De signes de regrets, de cyprès larmoyants
Gardez-vous d’attrister ma demeure dernière.
Placez-y des lilas aux thyrses ondoyants
Que le zéphir balance ainsi qu’une crinière
D’humbles fleurs émergeant de ces touffes de lierre
Qui rampe, l’hiver même, en tapis verdoyants.
Que l’ombre y soit touffue et que l’ombre y gazonne
Que le pinson y chante et la mouche y bourdonne
Qu’on entende les cris des oiseaux querelleurs.
Loin des prés odorants, loin des coteaux fertiles
J’ai vécu de longs jours exilé dans les villes
Laissez-moi m’endormir au doux parfum des fleurs.

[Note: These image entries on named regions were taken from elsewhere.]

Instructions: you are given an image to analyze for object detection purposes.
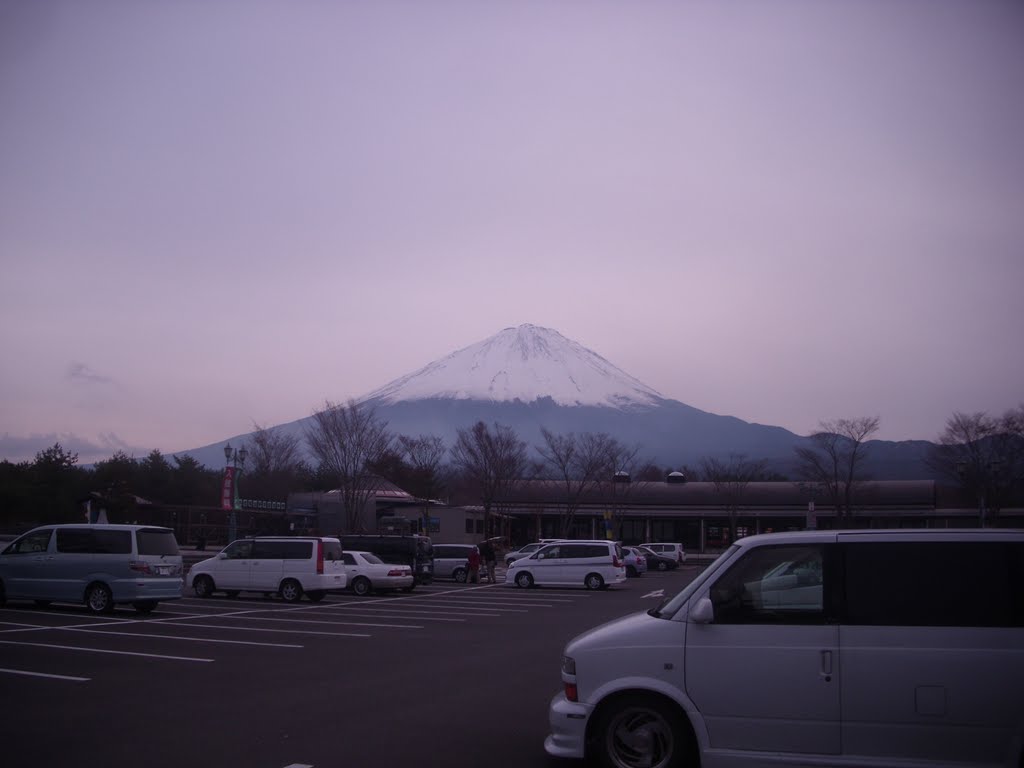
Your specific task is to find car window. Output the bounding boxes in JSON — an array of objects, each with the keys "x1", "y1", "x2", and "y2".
[
  {"x1": 843, "y1": 542, "x2": 1024, "y2": 627},
  {"x1": 224, "y1": 542, "x2": 253, "y2": 560},
  {"x1": 711, "y1": 545, "x2": 824, "y2": 624},
  {"x1": 4, "y1": 528, "x2": 53, "y2": 555},
  {"x1": 56, "y1": 528, "x2": 95, "y2": 554},
  {"x1": 135, "y1": 528, "x2": 179, "y2": 555}
]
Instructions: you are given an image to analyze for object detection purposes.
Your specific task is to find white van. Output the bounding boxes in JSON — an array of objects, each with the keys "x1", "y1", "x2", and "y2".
[
  {"x1": 545, "y1": 529, "x2": 1024, "y2": 768},
  {"x1": 188, "y1": 537, "x2": 348, "y2": 602},
  {"x1": 505, "y1": 540, "x2": 626, "y2": 590},
  {"x1": 0, "y1": 524, "x2": 182, "y2": 613}
]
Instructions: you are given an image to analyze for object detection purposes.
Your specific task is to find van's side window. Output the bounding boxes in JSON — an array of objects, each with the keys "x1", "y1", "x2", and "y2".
[
  {"x1": 711, "y1": 545, "x2": 825, "y2": 624},
  {"x1": 224, "y1": 542, "x2": 253, "y2": 560},
  {"x1": 843, "y1": 542, "x2": 1024, "y2": 627},
  {"x1": 4, "y1": 529, "x2": 53, "y2": 555},
  {"x1": 56, "y1": 528, "x2": 96, "y2": 554}
]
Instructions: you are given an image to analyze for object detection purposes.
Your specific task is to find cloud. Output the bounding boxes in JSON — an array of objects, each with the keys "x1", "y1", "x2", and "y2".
[
  {"x1": 0, "y1": 432, "x2": 150, "y2": 466},
  {"x1": 67, "y1": 360, "x2": 113, "y2": 384}
]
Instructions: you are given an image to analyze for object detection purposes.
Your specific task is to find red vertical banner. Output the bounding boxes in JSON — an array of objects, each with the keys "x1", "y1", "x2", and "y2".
[{"x1": 220, "y1": 467, "x2": 234, "y2": 509}]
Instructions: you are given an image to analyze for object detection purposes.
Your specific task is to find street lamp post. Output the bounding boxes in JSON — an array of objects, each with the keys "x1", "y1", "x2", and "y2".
[{"x1": 224, "y1": 442, "x2": 249, "y2": 542}]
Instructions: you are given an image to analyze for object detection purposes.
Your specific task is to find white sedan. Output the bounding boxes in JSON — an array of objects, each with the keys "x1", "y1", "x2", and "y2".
[{"x1": 341, "y1": 550, "x2": 413, "y2": 596}]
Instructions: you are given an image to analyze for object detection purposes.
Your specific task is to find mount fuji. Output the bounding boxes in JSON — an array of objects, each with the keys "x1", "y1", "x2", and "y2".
[{"x1": 184, "y1": 325, "x2": 930, "y2": 479}]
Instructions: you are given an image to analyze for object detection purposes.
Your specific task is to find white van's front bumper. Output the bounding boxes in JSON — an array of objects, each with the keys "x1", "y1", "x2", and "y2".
[{"x1": 544, "y1": 691, "x2": 591, "y2": 758}]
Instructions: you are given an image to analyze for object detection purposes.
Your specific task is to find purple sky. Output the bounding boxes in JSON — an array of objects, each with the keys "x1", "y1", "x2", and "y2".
[{"x1": 0, "y1": 0, "x2": 1024, "y2": 463}]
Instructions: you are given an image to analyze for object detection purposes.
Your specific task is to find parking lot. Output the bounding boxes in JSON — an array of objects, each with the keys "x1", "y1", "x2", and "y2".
[{"x1": 0, "y1": 567, "x2": 698, "y2": 768}]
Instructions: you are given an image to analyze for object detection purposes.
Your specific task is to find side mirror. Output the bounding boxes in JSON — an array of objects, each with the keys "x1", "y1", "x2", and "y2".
[{"x1": 690, "y1": 597, "x2": 715, "y2": 624}]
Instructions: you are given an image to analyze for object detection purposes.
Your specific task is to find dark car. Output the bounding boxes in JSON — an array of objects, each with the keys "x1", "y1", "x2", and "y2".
[{"x1": 634, "y1": 547, "x2": 679, "y2": 570}]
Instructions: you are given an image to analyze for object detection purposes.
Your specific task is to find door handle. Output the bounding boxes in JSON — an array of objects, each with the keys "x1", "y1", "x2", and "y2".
[{"x1": 821, "y1": 650, "x2": 831, "y2": 683}]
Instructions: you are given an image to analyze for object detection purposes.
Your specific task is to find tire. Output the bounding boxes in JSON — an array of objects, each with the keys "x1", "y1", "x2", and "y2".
[
  {"x1": 587, "y1": 694, "x2": 699, "y2": 768},
  {"x1": 132, "y1": 600, "x2": 157, "y2": 615},
  {"x1": 85, "y1": 582, "x2": 114, "y2": 613},
  {"x1": 193, "y1": 575, "x2": 213, "y2": 598},
  {"x1": 278, "y1": 579, "x2": 302, "y2": 603}
]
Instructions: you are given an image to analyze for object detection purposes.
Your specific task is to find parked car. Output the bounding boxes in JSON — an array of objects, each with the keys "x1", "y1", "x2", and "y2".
[
  {"x1": 640, "y1": 543, "x2": 686, "y2": 565},
  {"x1": 434, "y1": 544, "x2": 476, "y2": 584},
  {"x1": 341, "y1": 550, "x2": 415, "y2": 596},
  {"x1": 341, "y1": 534, "x2": 434, "y2": 584},
  {"x1": 188, "y1": 537, "x2": 348, "y2": 602},
  {"x1": 545, "y1": 528, "x2": 1024, "y2": 768},
  {"x1": 0, "y1": 524, "x2": 182, "y2": 613},
  {"x1": 505, "y1": 542, "x2": 546, "y2": 565},
  {"x1": 623, "y1": 547, "x2": 647, "y2": 577},
  {"x1": 637, "y1": 547, "x2": 679, "y2": 570},
  {"x1": 505, "y1": 541, "x2": 626, "y2": 590}
]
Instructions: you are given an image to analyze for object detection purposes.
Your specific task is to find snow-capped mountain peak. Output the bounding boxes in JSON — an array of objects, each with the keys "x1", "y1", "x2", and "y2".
[{"x1": 362, "y1": 325, "x2": 664, "y2": 409}]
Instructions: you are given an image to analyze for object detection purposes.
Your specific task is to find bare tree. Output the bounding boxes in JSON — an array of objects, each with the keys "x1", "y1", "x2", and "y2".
[
  {"x1": 597, "y1": 437, "x2": 646, "y2": 539},
  {"x1": 398, "y1": 434, "x2": 445, "y2": 532},
  {"x1": 537, "y1": 427, "x2": 618, "y2": 537},
  {"x1": 796, "y1": 416, "x2": 879, "y2": 527},
  {"x1": 244, "y1": 424, "x2": 309, "y2": 501},
  {"x1": 927, "y1": 406, "x2": 1024, "y2": 526},
  {"x1": 451, "y1": 421, "x2": 527, "y2": 535},
  {"x1": 306, "y1": 400, "x2": 393, "y2": 534},
  {"x1": 700, "y1": 454, "x2": 765, "y2": 542}
]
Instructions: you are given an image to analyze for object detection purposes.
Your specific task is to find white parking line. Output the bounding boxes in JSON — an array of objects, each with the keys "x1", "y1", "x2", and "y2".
[
  {"x1": 0, "y1": 640, "x2": 215, "y2": 664},
  {"x1": 68, "y1": 625, "x2": 305, "y2": 648},
  {"x1": 0, "y1": 669, "x2": 91, "y2": 683}
]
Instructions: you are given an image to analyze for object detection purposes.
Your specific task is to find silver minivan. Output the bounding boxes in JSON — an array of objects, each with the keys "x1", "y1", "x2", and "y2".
[
  {"x1": 0, "y1": 524, "x2": 183, "y2": 613},
  {"x1": 545, "y1": 529, "x2": 1024, "y2": 768}
]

Grand érudit, il laissa une oeuvre abondante où se mêlent études sur Rabelais, Marivaux ou Bernardin de Saint-Pierre, ouvrages de « cosmographie » ou de grammaire, écrits régionalistes sur le patois et les traditions du nord du Cotentin.
Sa fille, Alice Fleury (1842-1902), publia sous le nom d’Henry GRÉVILLE des contes et des romans qui furent salués par Maupassant. Elle repose au cimetière Montmartre.
Autre résident digne d’être salué, Maurice LEDUC (1793-1885) dont le grand obélisque m’apprit qu’il était agrégé de l’Université.
Sur la tombe voisine, dans le même enclos, celle qui était peut-être sa fille (Alexandrine LEDUC 1828-1915) dort sous cette épitaphe :
Elle est partie de ce monde enrichie de bonnes oeuvres et les pauvres la cherchent encore.
Plus loin, une plaque rappelle la vocation militaire de la région de Cherbourg et la traversée des années les plus sombres.
En quittant les lieux, adresser un ultime regard à la statue de Jean-François Millet par Marcel Jacques (inaugurée en 1898, fondue sous l’Occupation puis refaite à l’identique en 1998), bien visible depuis le cimetière.
Il va de soi que l’enclos funéraire de Gréville-Hague doit se visiter en même temps que le plus célèbre de la région, celui d’Omonville-la-Petite où repose Jacques PRÉVERT (1900-1977), distant de seulement quelques kilomètres.